At LDR, we often deal with the aftermath of disasters. People are often surprised at what is really problematic after a tornado. While the tornado may be bad in and of itself, there are consequences after the tornado that people rarely consider.
Tornadoes have been recorded in all 50 states. That means that even though Tornado Alley is famous for its tornado seasons, no state is immune from the effects of a funnel cloud that touches down. After the wind damage occurs, gas lines may be exposed and the resulting leaks could result in fire. When the fire response services put the fire out, the home may have wind, water and fire damage. Unless you have the right insurance, the cost of fire and water damage restoration may not be covered by your policy. You want to talk to your insurance agent to make sure that you have the right coverage for your area.

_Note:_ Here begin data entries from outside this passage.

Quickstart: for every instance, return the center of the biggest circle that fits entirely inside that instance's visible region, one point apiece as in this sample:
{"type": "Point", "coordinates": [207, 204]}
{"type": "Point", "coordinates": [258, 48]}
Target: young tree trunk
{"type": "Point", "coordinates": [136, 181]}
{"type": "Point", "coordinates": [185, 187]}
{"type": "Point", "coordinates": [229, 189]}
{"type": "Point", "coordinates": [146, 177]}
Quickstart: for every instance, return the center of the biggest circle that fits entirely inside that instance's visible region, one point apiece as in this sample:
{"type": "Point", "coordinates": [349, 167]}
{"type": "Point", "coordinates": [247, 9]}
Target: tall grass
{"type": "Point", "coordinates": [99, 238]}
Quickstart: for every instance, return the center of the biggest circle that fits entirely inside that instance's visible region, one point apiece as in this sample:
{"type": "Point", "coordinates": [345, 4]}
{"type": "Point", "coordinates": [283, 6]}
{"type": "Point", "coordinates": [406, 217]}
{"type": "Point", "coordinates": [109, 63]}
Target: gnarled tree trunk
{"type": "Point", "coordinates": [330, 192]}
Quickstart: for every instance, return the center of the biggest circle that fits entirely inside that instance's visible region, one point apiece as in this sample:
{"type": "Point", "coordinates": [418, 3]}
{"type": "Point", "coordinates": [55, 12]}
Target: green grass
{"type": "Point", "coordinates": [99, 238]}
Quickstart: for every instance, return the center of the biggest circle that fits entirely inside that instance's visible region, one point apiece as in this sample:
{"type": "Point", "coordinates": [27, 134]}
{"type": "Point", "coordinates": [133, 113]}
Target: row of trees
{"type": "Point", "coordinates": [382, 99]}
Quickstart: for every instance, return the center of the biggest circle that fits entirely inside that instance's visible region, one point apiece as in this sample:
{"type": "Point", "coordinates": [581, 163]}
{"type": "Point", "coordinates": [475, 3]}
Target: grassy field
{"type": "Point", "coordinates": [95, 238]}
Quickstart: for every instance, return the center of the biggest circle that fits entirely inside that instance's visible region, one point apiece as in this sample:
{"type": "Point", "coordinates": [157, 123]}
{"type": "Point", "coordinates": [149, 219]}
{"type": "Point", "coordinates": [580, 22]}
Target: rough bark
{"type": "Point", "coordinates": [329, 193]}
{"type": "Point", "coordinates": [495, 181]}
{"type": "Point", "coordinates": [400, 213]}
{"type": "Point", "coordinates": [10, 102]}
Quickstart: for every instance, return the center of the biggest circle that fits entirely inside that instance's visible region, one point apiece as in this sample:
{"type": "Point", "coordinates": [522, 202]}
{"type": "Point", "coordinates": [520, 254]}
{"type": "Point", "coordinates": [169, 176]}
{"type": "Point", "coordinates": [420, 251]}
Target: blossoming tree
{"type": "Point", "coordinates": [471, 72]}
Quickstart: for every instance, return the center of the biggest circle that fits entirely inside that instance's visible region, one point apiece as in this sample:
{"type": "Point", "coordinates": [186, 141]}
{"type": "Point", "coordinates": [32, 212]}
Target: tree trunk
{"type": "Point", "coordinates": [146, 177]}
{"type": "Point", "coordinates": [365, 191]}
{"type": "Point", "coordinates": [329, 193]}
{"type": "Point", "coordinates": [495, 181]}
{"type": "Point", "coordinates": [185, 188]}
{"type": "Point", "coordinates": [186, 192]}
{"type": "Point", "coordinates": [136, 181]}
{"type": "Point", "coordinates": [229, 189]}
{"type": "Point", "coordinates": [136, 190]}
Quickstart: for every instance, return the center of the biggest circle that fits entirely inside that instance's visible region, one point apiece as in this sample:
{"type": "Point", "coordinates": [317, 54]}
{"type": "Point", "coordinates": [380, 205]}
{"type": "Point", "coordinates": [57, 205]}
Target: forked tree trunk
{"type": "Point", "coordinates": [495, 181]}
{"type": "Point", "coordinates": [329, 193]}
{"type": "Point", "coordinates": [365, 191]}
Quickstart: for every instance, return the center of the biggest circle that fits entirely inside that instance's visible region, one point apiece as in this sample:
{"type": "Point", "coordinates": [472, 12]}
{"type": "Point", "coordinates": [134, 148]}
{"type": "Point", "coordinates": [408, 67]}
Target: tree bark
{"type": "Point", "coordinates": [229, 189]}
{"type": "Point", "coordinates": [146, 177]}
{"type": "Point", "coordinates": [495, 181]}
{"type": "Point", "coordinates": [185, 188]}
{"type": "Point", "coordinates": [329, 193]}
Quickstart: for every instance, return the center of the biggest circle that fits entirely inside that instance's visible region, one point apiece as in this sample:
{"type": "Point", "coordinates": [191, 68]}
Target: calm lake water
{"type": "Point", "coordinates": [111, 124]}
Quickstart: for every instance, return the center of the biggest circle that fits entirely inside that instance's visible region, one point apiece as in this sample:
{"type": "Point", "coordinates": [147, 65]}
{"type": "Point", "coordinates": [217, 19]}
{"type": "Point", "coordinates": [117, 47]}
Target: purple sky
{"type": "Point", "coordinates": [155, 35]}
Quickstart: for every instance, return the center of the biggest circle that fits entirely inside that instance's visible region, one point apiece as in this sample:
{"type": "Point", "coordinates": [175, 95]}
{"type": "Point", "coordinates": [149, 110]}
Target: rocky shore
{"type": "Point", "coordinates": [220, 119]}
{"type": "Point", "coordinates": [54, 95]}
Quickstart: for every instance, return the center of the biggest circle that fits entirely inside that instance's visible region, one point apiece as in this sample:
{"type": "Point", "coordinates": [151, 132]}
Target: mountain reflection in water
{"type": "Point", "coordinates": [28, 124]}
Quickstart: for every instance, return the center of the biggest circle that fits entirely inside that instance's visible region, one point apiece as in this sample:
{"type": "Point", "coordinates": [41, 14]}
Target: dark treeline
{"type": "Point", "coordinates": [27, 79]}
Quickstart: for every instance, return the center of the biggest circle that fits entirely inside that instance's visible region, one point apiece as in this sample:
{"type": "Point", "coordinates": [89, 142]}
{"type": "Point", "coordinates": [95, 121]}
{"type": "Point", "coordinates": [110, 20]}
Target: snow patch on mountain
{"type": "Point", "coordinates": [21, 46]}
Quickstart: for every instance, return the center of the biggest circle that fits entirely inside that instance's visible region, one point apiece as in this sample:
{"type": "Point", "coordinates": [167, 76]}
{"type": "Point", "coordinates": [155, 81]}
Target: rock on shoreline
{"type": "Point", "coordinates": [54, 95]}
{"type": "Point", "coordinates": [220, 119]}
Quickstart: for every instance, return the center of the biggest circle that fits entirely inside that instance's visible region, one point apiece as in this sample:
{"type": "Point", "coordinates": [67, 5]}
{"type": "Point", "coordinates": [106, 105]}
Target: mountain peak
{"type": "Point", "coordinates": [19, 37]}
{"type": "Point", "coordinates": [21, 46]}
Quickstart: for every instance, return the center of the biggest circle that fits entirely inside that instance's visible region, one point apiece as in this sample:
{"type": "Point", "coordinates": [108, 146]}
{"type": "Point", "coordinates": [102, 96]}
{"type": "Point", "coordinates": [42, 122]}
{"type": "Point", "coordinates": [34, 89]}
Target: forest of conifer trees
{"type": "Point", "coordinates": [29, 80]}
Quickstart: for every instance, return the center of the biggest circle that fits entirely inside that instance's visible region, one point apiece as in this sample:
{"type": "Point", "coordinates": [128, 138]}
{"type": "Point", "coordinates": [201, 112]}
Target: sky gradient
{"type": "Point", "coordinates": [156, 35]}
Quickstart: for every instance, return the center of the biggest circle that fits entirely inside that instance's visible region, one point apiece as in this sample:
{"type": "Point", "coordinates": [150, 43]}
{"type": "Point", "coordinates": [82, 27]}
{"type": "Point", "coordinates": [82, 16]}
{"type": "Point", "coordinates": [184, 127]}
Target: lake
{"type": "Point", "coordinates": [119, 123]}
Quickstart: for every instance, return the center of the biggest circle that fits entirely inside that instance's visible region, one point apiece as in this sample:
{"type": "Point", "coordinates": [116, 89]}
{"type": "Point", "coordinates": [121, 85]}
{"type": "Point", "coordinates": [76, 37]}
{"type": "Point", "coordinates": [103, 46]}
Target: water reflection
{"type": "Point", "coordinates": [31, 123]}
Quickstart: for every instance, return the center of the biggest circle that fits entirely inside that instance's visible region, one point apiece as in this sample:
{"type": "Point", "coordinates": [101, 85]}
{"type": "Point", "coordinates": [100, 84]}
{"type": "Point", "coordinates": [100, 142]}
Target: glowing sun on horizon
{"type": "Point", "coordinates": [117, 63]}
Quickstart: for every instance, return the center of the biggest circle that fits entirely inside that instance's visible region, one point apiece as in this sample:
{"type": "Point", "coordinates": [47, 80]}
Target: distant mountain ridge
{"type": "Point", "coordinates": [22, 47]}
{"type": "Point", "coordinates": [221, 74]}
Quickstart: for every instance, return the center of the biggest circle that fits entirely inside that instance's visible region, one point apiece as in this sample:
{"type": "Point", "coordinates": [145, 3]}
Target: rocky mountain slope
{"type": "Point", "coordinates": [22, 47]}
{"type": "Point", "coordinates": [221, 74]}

The American Red Cross recommends that you have at least 3 days of emergency supplies stored for you and your family. This includes 1 gallon of water per person per day, food, and some sort of entertainment (after the initial event, disasters can get boring). Having a backpack with all of the items in it will make it easier for you and your family to evacuate your home when you need to go to a shelter. Be sure to store the supplies in a place that you have easy access to.
When a Tornado Strikes
Oftentimes, people will attempt to verify that there is a tornado. However, it is dangerous to try to find the tornado because it can be on top of your home before you realize it. When the air siren calls, it is time to head down to the basement or to an interior wall. Remember to grab some of these essential items as you move to the safety of the basement:
- Battery operated weather radio
- Cell phone (and charger too)
- First Aid supplies
- Flashlight/Extra Batteries
- Personal ID
- Car Keys
- Special items that you would need if you left the house
- Leashes/pet carriers
- Food and water
How You Can Help Others Affected by a Tornado
After a disaster, financial donations are the quickest and best way to get help to the people who need it most. Your support helps the Red Cross be there every day for disasters big and small. You can donate to the Red Cross by calling 1 800 REDCROSS, by visiting www.redcross.org/donate or texting REDCROSS to 90999.
At LDR, we know that it is important to be prepared and do the right things during a tornado. Follow these guidelines and you will have a head start when the tornado strikes.